A noticeable aspect of the pride parade and the LGBTQI+ movement is the ignorance of intersectionality. Rishi Raj Vyas, a Dalit queer activist when talking about the Pride Parade says, “When we were at Pride, they did not let us raise the flag of Babasaheb Ambedkar saying that Pride is only for LGBTQ people, thus denying access to queer Dalit and queer Muslim people. So, we need to have more intersectional spaces for queer individuals from different caste and class backgrounds, and yes, we need to educate people, especially queer people about struggles of people of class and people of caste.”
Yameena, a student of sociology from Miranda House, University of Delhi, says, “The LGBTQIA+ movement in India has the tendency of excluding Muslims and Dalits. It’s often a result of the inherent islamophobia and casteism of the Savarna queers. It’s also important to look at the issue from a socio-political dimension.”
It is a very important point to consider that the accessibility of these movements for different castes and classes within India is still next to none.

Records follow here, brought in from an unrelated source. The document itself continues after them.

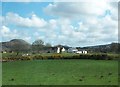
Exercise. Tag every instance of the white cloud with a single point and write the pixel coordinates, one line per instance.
(78, 24)
(7, 33)
(15, 19)
(77, 9)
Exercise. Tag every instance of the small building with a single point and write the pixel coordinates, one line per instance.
(72, 50)
(63, 49)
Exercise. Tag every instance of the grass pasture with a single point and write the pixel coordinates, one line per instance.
(60, 72)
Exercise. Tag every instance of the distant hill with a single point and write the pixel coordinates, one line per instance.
(19, 45)
(15, 45)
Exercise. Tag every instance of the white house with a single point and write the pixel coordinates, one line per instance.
(58, 49)
(63, 49)
(79, 52)
(85, 52)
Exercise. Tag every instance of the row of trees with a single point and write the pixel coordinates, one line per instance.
(39, 45)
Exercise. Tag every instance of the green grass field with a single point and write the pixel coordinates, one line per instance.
(60, 72)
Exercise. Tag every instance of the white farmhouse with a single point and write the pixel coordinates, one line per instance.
(58, 49)
(63, 49)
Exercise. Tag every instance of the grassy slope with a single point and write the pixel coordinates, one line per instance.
(64, 72)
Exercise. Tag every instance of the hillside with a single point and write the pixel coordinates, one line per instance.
(15, 45)
(20, 45)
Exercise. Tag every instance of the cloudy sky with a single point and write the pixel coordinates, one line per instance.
(66, 23)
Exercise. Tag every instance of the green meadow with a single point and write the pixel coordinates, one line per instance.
(60, 72)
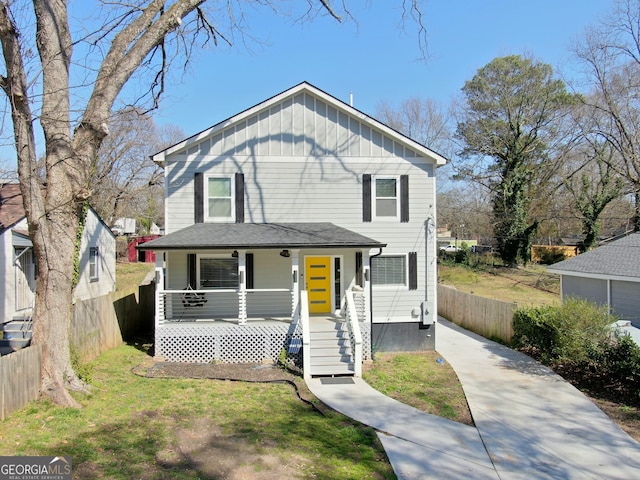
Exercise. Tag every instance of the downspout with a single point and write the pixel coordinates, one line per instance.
(428, 306)
(371, 285)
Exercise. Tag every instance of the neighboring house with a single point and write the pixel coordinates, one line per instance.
(608, 275)
(17, 262)
(298, 209)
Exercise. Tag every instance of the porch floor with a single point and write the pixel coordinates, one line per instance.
(313, 320)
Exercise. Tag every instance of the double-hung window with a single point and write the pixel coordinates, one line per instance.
(389, 270)
(386, 204)
(94, 264)
(219, 202)
(218, 272)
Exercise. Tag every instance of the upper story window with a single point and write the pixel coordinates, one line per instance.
(386, 202)
(219, 202)
(94, 264)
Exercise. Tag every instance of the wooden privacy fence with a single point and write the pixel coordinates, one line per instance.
(490, 318)
(102, 323)
(98, 324)
(19, 379)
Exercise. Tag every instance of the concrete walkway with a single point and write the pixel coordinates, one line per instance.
(530, 423)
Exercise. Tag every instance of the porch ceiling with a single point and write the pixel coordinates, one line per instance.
(245, 236)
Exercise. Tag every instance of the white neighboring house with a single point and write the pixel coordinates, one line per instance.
(17, 263)
(298, 209)
(607, 275)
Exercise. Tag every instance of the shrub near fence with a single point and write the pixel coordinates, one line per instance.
(490, 318)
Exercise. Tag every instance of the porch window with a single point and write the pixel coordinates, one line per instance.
(219, 202)
(94, 264)
(219, 273)
(386, 198)
(389, 270)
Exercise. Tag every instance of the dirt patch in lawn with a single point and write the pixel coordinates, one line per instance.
(203, 448)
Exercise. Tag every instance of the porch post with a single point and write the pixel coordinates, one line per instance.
(242, 287)
(295, 280)
(366, 284)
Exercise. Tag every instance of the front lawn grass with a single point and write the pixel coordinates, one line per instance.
(137, 427)
(423, 380)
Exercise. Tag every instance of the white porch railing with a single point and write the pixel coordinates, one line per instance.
(228, 304)
(353, 324)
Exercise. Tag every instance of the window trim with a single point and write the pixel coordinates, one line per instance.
(374, 198)
(94, 261)
(216, 256)
(405, 283)
(232, 199)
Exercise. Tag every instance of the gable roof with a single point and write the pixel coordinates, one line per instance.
(619, 259)
(11, 208)
(226, 236)
(309, 89)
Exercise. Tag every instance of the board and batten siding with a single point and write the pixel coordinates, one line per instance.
(625, 300)
(303, 160)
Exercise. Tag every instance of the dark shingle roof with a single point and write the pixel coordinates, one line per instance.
(11, 209)
(260, 235)
(619, 258)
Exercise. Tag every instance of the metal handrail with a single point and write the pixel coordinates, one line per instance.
(354, 327)
(306, 334)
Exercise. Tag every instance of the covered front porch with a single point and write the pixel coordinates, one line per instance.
(249, 293)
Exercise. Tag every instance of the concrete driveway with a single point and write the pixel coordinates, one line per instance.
(529, 422)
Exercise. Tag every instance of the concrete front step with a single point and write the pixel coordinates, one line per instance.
(332, 370)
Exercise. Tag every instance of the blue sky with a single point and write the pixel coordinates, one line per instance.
(375, 58)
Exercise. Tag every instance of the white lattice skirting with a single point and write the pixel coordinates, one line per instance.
(255, 343)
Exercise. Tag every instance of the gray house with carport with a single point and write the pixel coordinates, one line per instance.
(608, 275)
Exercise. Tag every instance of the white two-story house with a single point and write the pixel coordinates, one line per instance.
(300, 226)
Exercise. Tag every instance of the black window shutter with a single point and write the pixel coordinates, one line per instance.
(359, 276)
(413, 271)
(198, 198)
(191, 271)
(239, 197)
(249, 269)
(404, 198)
(366, 197)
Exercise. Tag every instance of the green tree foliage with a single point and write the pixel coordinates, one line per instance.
(510, 125)
(596, 188)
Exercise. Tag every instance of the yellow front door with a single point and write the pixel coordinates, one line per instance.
(318, 283)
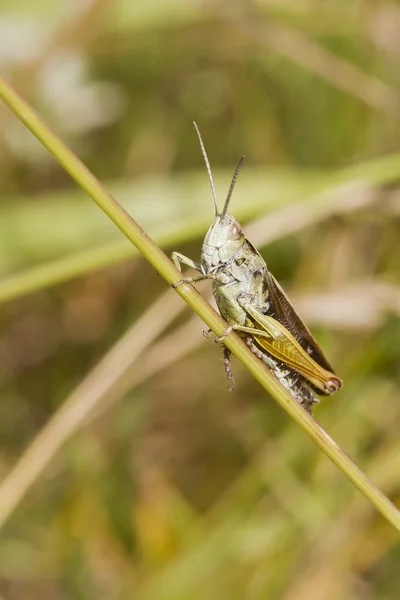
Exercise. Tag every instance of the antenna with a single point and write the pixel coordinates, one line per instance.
(208, 167)
(234, 179)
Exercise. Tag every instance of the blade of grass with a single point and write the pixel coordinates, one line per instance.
(164, 266)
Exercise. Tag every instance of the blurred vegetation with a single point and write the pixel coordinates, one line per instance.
(180, 489)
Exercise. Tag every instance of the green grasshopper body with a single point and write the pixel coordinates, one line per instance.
(253, 303)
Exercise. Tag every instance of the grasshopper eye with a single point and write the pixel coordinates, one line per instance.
(236, 231)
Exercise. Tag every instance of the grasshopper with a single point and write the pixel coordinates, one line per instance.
(253, 303)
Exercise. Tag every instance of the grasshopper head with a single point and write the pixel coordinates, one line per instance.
(224, 238)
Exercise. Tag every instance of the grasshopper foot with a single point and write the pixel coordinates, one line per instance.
(177, 284)
(223, 336)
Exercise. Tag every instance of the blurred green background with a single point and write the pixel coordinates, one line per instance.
(150, 480)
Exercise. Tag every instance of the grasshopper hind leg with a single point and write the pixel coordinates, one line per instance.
(228, 368)
(288, 378)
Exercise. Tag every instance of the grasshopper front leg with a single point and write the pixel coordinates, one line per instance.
(180, 259)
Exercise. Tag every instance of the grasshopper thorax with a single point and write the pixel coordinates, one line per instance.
(223, 240)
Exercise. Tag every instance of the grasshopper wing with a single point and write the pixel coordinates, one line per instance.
(282, 345)
(285, 314)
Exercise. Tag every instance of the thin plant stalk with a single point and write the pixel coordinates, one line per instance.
(164, 266)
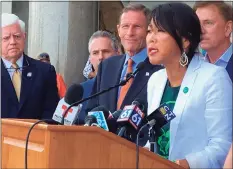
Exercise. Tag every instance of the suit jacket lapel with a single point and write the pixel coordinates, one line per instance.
(183, 95)
(157, 91)
(28, 75)
(139, 82)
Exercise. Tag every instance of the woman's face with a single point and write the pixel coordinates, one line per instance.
(161, 46)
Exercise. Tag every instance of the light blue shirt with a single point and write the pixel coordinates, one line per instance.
(139, 57)
(8, 65)
(224, 59)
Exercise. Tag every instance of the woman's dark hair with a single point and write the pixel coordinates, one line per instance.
(180, 21)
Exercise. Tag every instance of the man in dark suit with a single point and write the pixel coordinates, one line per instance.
(28, 86)
(216, 19)
(102, 45)
(132, 31)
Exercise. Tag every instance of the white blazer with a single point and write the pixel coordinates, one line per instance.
(201, 133)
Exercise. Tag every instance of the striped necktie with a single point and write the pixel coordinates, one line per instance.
(16, 80)
(125, 88)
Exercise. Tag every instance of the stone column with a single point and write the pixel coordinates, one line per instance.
(62, 29)
(6, 6)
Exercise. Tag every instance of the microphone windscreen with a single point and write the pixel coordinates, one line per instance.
(74, 93)
(91, 119)
(141, 66)
(103, 109)
(140, 103)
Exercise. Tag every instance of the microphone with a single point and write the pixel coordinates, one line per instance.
(101, 114)
(131, 117)
(89, 120)
(157, 119)
(122, 83)
(64, 115)
(139, 67)
(115, 115)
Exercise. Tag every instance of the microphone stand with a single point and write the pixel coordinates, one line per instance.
(122, 83)
(152, 139)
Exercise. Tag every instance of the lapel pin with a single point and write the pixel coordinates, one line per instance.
(29, 74)
(185, 90)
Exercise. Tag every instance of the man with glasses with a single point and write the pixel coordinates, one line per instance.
(217, 24)
(28, 86)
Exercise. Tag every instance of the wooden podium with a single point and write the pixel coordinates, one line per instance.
(57, 146)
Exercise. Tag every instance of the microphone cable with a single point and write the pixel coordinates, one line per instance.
(149, 124)
(27, 139)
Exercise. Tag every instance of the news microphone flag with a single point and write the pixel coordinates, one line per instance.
(132, 114)
(101, 121)
(70, 117)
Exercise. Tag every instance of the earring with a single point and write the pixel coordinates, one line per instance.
(184, 59)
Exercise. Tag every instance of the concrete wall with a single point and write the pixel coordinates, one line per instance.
(62, 29)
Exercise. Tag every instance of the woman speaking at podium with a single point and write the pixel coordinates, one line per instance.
(199, 93)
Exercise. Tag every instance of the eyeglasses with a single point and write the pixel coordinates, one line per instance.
(19, 68)
(16, 37)
(44, 56)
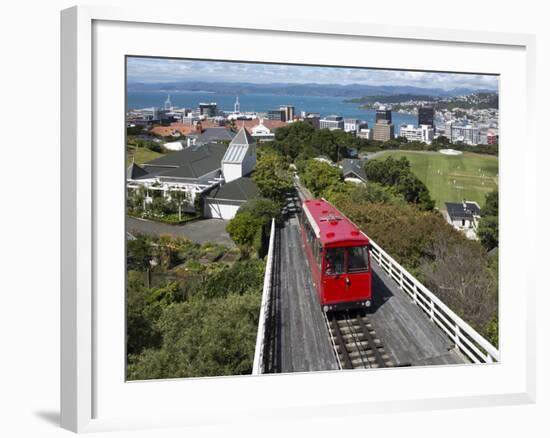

Prachi, a student of IPCW, says “Coming from a very privileged place, it was very hard for me to remember any Muslim or Dalit queer person I know or have met in real life. the Muslim or Dalit people I know are not publicly out to the world because we live in a very Hindu dominated society, and this society is not at all safe for them.”
It is time to recognize that privilege does exist within the sphere of the LGBTQIA+ movement in this country. While it might take steps forward, the overall effort will be fruitless if the many different socio-political factors within the movement and its intersectionality aren’t recognized. There is a need to examine and introspect how this movement and all the positives within it can reach and incorporate all sections of society.